The peace agreement signed at the end of 2022 is supposed to have put an end to the war. The reality is quite different. The agreement signed by the two parties has not been respected. For example, Eritrean troops have not left Ethiopian territory, particularly Tigray. In fact, the agreement was signed only between the Ethiopian government and the FLPT, excluding not only the Eritrean authorities, but also the Fanos Amhara militia and the Oromo Liberation Army. All these players contributed to the civil war in Tigray, as allies of the Ethiopian government against the Tigrayan rebels.
The peace agreement had little concrete effect, not least because it excluded many of the actors involved in the war. The humanitarian drama has intensified, with almost 400,000 people facing starvation. The Tigrayan population, deprived of food aid, is suffering from acute malnutrition. Indeed, the United Nations World Food Program (UNWFP) suspended its food distribution between June and December 2023 due to a scandal that exposed the misappropriation of aid by the Ethiopian government. Yet a quarter of Ethiopia’s population is in need of humanitarian assistance, making it one of the most needy countries in the world. More than two million Tigrayans are threatened by famine, which may also affect the neighboring Amhara region.
The question of the Ethiopian War in the international community
The Nobel Peace Prize awarded to Abiy Ahmed in 2018 for the peace agreement reached with Eritrea had been a bright hope for the international community, in the establishment of a new stable democracy in Africa. This seems to have lost all meaning in the face of the identity-based civil war facing the country. Nobel Peace Prize winner Abiy Ahmed has become a warlord.
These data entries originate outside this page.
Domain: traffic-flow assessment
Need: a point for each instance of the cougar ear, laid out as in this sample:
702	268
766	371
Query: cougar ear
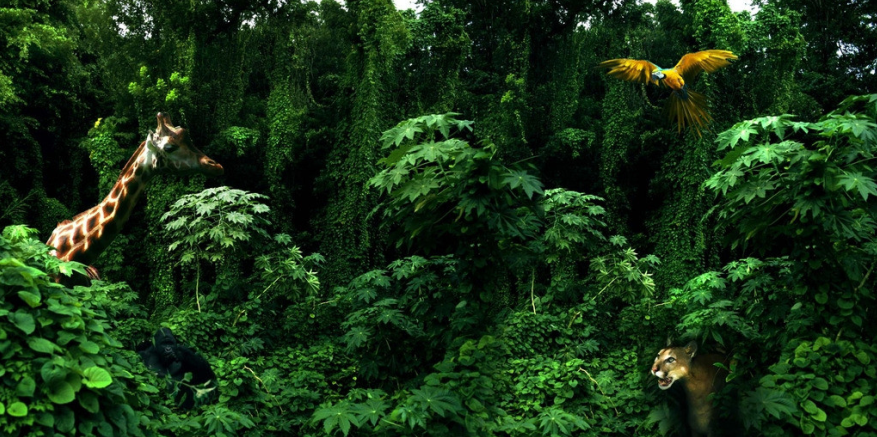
691	348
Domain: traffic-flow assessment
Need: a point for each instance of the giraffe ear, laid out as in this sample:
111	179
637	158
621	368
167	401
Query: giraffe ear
150	144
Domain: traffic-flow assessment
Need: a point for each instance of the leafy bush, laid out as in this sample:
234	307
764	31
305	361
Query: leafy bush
60	371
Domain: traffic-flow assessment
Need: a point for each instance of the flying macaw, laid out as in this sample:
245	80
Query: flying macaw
685	106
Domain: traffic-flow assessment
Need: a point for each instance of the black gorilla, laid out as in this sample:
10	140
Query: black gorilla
168	357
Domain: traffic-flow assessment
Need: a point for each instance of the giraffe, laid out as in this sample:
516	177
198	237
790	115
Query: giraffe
168	150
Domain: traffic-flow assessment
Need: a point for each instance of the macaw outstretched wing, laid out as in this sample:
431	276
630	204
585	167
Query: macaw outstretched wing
633	70
688	109
708	60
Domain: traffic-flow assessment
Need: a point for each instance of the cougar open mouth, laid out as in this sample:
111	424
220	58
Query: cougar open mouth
665	383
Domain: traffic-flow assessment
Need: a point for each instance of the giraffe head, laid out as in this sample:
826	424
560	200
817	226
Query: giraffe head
174	153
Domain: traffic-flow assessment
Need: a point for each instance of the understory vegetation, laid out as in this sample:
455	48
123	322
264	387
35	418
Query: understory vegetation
442	223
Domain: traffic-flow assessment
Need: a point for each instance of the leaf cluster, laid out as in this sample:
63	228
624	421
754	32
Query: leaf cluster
60	372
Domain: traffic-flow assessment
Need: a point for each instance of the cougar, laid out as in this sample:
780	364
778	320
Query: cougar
699	378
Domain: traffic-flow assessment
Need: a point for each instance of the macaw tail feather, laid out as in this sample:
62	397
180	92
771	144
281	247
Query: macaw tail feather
688	108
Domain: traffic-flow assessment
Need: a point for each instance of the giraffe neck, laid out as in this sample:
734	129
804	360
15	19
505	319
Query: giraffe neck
85	237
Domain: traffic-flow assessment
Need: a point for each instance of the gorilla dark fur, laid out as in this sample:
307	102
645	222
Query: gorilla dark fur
167	357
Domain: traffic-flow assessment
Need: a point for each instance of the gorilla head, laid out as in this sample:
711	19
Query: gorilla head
168	357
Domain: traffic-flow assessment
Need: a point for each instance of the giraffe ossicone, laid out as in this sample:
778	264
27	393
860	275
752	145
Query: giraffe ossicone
167	150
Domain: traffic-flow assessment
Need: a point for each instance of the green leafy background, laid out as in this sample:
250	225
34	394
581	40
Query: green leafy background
444	222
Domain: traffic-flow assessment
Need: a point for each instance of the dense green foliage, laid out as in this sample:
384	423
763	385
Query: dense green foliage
444	222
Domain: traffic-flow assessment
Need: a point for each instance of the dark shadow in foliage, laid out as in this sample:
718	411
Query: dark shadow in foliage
167	357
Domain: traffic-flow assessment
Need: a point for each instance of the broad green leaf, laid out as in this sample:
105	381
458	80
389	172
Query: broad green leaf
33	300
96	377
89	347
61	392
26	387
17	409
23	321
42	345
89	401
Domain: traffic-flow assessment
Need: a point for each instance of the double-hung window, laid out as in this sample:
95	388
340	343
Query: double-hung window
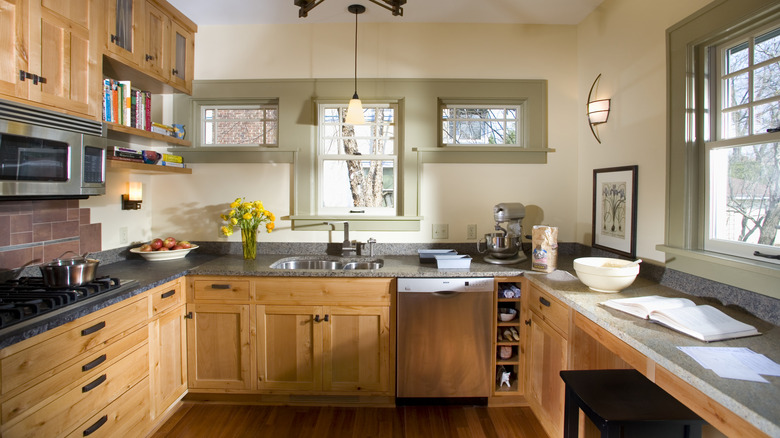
357	165
742	154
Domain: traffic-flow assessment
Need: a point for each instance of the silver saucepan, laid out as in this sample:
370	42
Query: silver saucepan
68	272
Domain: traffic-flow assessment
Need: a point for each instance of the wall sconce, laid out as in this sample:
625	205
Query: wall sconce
597	110
132	200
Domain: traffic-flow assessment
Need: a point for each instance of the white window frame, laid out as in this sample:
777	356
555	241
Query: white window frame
720	140
264	105
322	158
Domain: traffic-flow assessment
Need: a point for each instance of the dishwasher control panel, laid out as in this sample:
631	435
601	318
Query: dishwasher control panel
456	284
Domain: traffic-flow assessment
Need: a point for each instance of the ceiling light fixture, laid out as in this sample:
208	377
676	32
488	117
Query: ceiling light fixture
597	110
355	109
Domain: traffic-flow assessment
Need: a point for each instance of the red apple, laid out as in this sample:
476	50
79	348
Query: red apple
169	242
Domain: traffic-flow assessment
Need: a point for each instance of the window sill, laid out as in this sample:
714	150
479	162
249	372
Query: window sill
362	223
755	276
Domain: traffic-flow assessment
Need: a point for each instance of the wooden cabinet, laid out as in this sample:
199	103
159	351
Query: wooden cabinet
547	321
50	53
168	346
70	377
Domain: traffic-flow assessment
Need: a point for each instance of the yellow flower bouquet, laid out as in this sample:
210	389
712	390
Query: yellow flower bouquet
248	216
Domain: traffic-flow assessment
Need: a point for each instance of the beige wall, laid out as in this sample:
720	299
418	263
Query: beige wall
622	39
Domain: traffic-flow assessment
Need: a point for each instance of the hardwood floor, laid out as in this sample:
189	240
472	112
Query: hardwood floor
196	420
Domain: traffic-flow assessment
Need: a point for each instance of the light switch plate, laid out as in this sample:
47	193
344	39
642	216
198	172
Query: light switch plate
441	231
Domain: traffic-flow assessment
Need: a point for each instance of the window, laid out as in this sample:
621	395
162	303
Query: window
239	125
472	125
743	194
357	164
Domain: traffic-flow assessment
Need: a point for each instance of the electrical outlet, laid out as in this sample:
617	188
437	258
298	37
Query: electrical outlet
471	231
440	231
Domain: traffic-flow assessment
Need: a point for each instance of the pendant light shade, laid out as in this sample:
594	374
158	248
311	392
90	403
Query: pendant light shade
355	109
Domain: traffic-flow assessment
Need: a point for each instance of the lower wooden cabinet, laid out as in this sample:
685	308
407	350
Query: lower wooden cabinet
218	346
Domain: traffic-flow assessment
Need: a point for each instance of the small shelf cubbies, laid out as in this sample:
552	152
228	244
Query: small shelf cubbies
508	356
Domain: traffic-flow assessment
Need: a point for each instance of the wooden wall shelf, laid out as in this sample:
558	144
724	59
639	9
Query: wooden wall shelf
151	169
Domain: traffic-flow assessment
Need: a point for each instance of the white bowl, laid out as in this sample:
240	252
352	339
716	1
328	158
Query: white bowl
602	274
156	256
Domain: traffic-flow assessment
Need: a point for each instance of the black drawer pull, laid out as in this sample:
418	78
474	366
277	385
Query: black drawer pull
94	363
91	429
93	329
95	383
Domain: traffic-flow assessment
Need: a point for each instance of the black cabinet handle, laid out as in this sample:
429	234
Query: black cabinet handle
94	363
95	383
91	429
93	329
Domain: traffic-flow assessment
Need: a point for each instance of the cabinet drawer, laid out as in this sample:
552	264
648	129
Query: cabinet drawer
129	415
93	365
166	297
344	291
85	399
80	336
222	289
549	309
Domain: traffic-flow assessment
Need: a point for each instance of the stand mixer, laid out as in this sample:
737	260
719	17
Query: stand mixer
504	247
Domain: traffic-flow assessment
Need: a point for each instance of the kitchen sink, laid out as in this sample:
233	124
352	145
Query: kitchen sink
328	264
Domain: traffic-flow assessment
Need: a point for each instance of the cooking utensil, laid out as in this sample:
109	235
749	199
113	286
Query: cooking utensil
69	272
11	274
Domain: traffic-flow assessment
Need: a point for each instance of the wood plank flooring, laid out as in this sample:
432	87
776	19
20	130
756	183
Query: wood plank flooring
196	420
International support thus fluctuated in 2020. China, Russia, Turkey and the United Arab Emirates support the Ethiopian government, while Western countries have gradually reduced their support. A Multiannual Indicative Cooperation Program has nevertheless been signed between the European Union and Ethiopia, to normalize their relationship in the context of conflict resolution in the country. Is this hypocrisy on the part of Western countries, which are so proud of their values? It’s hard to say, but it’s likely that the EU wants to avoid undermining the peace through an international investigation, as happened in Sudan. This explains why the ICHREE (International Commission of Human Rights Experts on Ethiopia) has not been renewed, and why the EU wants to build and help develop the country.
In the end, the peace agreement accepted by the international community failed to resolve the conflict. International diplomatic efforts were hampered, raising questions about the effectiveness of institutions such as the UN. This deadly war also aroused little interest within international institutions, once again relegating African wars to the status of forgotten wars. Conversely, we need to keep an eye on the role that the African Union, which played a major role in the signing of the Pretoria Agreement, will play in conflict management in Africa in the years to come.
Future prospects for Ethiopia
Ethiopia is not spared the possibility of another civil war. In particular, the Amhara militias of the Fanos and the Oromo Liberation Army, former allies of the government, have turned against the government. The disintegration of the state is a real threat, putting the global diplomatic system and international organizations to the test when it comes to managing conflicts in Africa.
Conclusion
The civil war in Ethiopia transcends national borders, involving regional and international actors. The humanitarian crisis and human rights violations require urgent attention. At a time when Ethiopia is facing monumental challenges, the international community must intensify its efforts to find peaceful and lasting solutions in order to avoid an even more serious deterioration of the situation. To achieve this, Ethiopia must no longer be relegated to the status of a forgotten war, but must be the focus of special attention.